2. The computer-implemented method of claim 1, wherein determining
the positional relationship between the user and the computing
device comprises: detect a change in position or orientation of the
computing device based on an inertial measurement unit of the
computing device.
3. The computer-implemented method of claim 2, wherein determining
whether the speech is in the first language or the second language
based on the determined positional relationship to obtain the
determined language comprises: determining a most recent language
corresponding to a most recently received audio signal preceding
the first time; switching from the most recent language to the
determined language such that the determined language is: (i) the
second language when the most recent language is the first
language, or (ii) the first language when the most recent language
is the second language.
4. The computer-implemented method of claim 1, wherein: the
microphone comprises a beamforming microphone array comprising a
plurality of directional microphones; receiving the audio signal
representing speech of the user comprises receiving an audio
channel signal at each of the plurality of directional microphones;
determining the positional relationship between the user and the
computing device comprises determining a direction to the user from
the computing device based on the audio channel signals; and
determining whether the speech is in the first language or the
second language is based on the determined direction.
5. The computer-implemented method of claim 4, further comprising
associating, at the computing device, the first language with a
first direction and the second language with a second direction,
wherein determining whether the speech is in the first language or
the second language based on the determined direction comprises
comparing the determined direction to the first direction and
second direction and selecting the first language or the second
language based on the comparison.
6. The computer-implemented method of claim 1, wherein obtaining
the machine translation of the speech represented by the audio
signal comprises obtaining a confidence score indicative of a
degree of accuracy that the machine translation accurately
represents an appropriate translation of the audio signal, the
method further comprising outputting an indication of the
confidence score.
7. The computer-implemented method of claim 6, wherein the
indication of the confidence score is output when the confidence
score fails to satisfy a confidence threshold.
8. The computer-implemented method of claim 6, wherein outputting
the indication of the confidence score comprises modifying the
audio representation of the machine translation.

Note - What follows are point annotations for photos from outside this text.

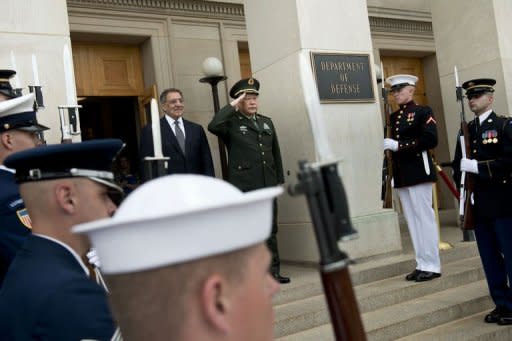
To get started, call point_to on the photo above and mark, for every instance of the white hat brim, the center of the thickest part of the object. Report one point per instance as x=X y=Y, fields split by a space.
x=145 y=243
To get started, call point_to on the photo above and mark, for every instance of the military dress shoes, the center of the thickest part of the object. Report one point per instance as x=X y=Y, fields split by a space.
x=281 y=279
x=505 y=318
x=493 y=316
x=412 y=275
x=424 y=276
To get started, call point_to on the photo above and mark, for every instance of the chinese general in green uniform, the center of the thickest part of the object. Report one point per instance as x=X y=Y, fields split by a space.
x=253 y=150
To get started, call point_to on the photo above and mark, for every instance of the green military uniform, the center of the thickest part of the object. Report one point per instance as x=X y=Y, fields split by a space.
x=254 y=157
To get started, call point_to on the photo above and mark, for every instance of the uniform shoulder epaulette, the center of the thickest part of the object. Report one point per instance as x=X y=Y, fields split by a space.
x=263 y=116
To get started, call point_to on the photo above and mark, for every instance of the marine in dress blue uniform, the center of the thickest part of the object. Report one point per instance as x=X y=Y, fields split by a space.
x=18 y=126
x=490 y=164
x=47 y=294
x=414 y=132
x=254 y=156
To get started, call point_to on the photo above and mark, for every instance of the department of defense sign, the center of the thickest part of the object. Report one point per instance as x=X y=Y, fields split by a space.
x=343 y=77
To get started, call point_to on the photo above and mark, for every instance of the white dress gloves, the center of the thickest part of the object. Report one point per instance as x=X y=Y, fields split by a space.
x=390 y=144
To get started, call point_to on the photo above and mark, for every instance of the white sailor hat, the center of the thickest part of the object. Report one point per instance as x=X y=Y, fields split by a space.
x=207 y=216
x=399 y=81
x=18 y=113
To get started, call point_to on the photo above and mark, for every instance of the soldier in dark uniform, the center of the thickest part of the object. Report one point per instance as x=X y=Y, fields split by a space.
x=18 y=131
x=47 y=293
x=253 y=150
x=490 y=163
x=414 y=132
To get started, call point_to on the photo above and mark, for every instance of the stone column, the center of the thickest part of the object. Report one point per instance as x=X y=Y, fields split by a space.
x=478 y=43
x=278 y=33
x=39 y=28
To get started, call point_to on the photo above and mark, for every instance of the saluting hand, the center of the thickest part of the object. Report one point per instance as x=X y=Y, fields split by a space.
x=390 y=144
x=234 y=103
x=469 y=165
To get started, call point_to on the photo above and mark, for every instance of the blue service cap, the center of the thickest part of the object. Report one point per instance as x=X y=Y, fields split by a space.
x=18 y=113
x=5 y=85
x=90 y=159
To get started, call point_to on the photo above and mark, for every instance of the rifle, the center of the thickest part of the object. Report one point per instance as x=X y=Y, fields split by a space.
x=467 y=181
x=388 y=189
x=328 y=207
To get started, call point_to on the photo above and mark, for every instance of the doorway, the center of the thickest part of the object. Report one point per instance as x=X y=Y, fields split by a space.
x=113 y=117
x=109 y=83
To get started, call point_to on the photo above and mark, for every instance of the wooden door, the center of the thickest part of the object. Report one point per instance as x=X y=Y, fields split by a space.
x=107 y=70
x=405 y=65
x=245 y=60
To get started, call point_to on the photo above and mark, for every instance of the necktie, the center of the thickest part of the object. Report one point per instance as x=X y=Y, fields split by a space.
x=179 y=135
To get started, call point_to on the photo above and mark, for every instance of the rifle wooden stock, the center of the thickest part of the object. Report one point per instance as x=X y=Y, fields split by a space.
x=388 y=194
x=342 y=304
x=332 y=223
x=467 y=220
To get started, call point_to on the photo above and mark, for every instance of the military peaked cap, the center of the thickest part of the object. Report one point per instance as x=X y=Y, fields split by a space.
x=478 y=86
x=209 y=219
x=399 y=81
x=247 y=85
x=91 y=159
x=18 y=113
x=5 y=85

9. The computer-implemented method of claim 8, wherein modifying
the audio representation of the machine translation comprises
modifying at least one of a pitch, tone, emphasis, inflection,
intonation, and clarity of the audio representation.
10. The computer-implemented method of claim 1, wherein determining
whether the speech is in the first language or the second language
is further based on audio characteristics of the audio signal, the
audio characteristics comprising at least one of intonation,
frequency, timbre, and inflection.
11. A computing device, comprising: at least one microphone; at
least one speaker; one or more processors; and a non-transitory
computer-readable storage medium having a plurality of instructions
stored thereon, which, when executed by the one or more processors,
cause the one or more processors to perform operations comprising:
receiving, at the at least one microphone, an audio signal
representing speech of a user in a first language or in a second
language at a first time; determining a positional relationship
between the user and the computing device at the first time;
determining whether the speech is in the first language or the
second language based on the determined positional relationship to
obtain a determined language; obtaining a machine translation of
the speech represented by the audio signal based on the determined
language, wherein the machine translation is: (i) in the second
language when the determined language is the first language, or
(ii) in the first language when the determined language is the
second language; outputting, from the speaker, an audio
representation of the machine translation.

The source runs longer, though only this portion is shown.